49.2. Logical Decoding Concepts #

49.2.1. Logical Decoding
49.2.2. Replication Slots
49.2.3. Output Plugins
49.2.4. Exported Snapshots

49.2.1. Logical Decoding #

Logical decoding is the process of extracting all persistent changes to a database's tables into a coherent, easy to understand format which can be interpreted without detailed knowledge of the database's internal state.

In PostgreSQL, logical decoding is implemented by decoding the contents of the write-ahead log, which describe changes on a storage level, into an application-specific form such as a stream of tuples or SQL statements.

49.2.2. Replication Slots #

In the context of logical replication, a slot represents a stream of changes that can be replayed to a client in the order they were made on the origin server. Each slot streams a sequence of changes from a single database.

Note

PostgreSQL also has streaming replication slots (see Section 27.2.5), but they are used somewhat differently there.

A replication slot has an identifier that is unique across all databases in a PostgreSQL cluster. Slots persist independently of the connection using them and are crash-safe.

A logical slot will emit each change just once in normal operation. The current position of each slot is persisted only at checkpoint, so in the case of a crash the slot may return to an earlier LSN, which will then cause recent changes to be sent again when the server restarts. Logical decoding clients are responsible for avoiding ill effects from handling the same message more than once. Clients may wish to record the last LSN they saw when decoding and skip over any repeated data or (when using the replication protocol) request that decoding start from that LSN rather than letting the server determine the start point. The Replication Progress Tracking feature is designed for this purpose, refer to replication origins.

Multiple independent slots may exist for a single database. Each slot has its own state, allowing different consumers to receive changes from different points in the database change stream. For most applications, a separate slot will be required for each consumer.

A logical replication slot knows nothing about the state of the receiver(s). It's even possible to have multiple different receivers using the same slot at different times; they'll just get the changes following on from when the last receiver stopped consuming them. Only one receiver may consume changes from a slot at any given time.

A logical replication slot can also be created on a hot standby. To prevent VACUUM from removing required rows from the system catalogs, hot_standby_feedback should be set on the standby. In spite of that, if any required rows get removed, the slot gets invalidated. It's highly recommended to use a physical slot between the primary and the standby. Otherwise, hot_standby_feedback will work but only while the connection is alive (for example a node restart would break it). Then, the primary may delete system catalog rows that could be needed by the logical decoding on the standby (as it does not know about the catalog_xmin on the standby). Existing logical slots on standby also get invalidated if wal_level on the primary is reduced to less than logical. This is done as soon as the standby detects such a change in the WAL stream. It means that, for walsenders which are lagging (if any), some WAL records up to the wal_level parameter change on the primary won't be decoded.
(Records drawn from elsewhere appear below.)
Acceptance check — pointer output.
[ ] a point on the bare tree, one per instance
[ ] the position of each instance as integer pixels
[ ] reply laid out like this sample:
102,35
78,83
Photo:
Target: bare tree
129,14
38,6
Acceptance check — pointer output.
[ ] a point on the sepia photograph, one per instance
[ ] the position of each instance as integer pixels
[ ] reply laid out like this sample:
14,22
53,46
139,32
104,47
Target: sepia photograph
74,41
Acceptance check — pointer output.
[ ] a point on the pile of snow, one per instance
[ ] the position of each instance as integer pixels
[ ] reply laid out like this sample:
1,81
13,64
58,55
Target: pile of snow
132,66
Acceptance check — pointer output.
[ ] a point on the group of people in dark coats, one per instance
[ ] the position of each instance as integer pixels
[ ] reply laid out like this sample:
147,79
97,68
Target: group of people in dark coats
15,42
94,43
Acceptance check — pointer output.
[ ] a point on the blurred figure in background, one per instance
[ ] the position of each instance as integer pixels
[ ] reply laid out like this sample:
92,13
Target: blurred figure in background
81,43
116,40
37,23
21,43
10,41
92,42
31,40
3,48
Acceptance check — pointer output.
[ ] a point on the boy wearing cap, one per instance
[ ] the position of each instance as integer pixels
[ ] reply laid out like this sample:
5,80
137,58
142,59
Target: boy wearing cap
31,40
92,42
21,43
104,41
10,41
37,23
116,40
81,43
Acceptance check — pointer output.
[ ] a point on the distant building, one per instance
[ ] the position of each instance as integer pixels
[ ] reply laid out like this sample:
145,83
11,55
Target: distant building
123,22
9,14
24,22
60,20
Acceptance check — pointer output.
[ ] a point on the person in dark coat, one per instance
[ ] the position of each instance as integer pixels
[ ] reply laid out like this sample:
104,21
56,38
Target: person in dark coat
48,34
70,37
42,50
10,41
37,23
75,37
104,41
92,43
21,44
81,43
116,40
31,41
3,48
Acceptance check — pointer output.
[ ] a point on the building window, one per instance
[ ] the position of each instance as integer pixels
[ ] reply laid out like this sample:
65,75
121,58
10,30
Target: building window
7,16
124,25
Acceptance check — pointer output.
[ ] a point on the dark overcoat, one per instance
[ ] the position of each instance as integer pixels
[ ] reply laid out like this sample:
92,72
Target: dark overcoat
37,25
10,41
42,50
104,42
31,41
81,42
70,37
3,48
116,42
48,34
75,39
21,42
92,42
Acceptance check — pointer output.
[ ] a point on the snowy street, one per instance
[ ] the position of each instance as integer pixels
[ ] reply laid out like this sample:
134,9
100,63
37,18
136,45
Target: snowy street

Creation of a logical slot requires information about all the currently running transactions. On the primary, this information is available directly, but on a standby, this information has to be obtained from primary. Thus, slot creation may need to wait for some activity to happen on the primary. If the primary is idle, creating a logical slot on standby may take noticeable time. This can be sped up by calling the pg_log_standby_snapshot function on the primary.

Caution

Replication slots persist across crashes and know nothing about the state of their consumer(s). They will prevent removal of required resources even when there is no connection using them. This consumes storage because neither required WAL nor required rows from the system catalogs can be removed by VACUUM as long as they are required by a replication slot. In extreme cases this could cause the database to shut down to prevent transaction ID wraparound (see Section 25.1.5). So if a slot is no longer required it should be dropped.

49.2.3. Output Plugins #

Output plugins transform the data from the write-ahead log's internal representation into the format the consumer of a replication slot desires.

49.2.4. Exported Snapshots #

When a new replication slot is created using the streaming replication interface (see CREATE_REPLICATION_SLOT), a snapshot is exported (see Section 9.27.5), which will show exactly the state of the database after which all changes will be included in the change stream. This can be used to create a new replica by using SET TRANSACTION SNAPSHOT to read the state of the database at the moment the slot was created. This transaction can then be used to dump the database's state at that point in time, which afterwards can be updated using the slot's contents without losing any changes.

Creation of a snapshot is not always possible. In particular, it will fail when connected to a hot standby. Applications that do not require snapshot export may suppress it with the NOEXPORT_SNAPSHOT option.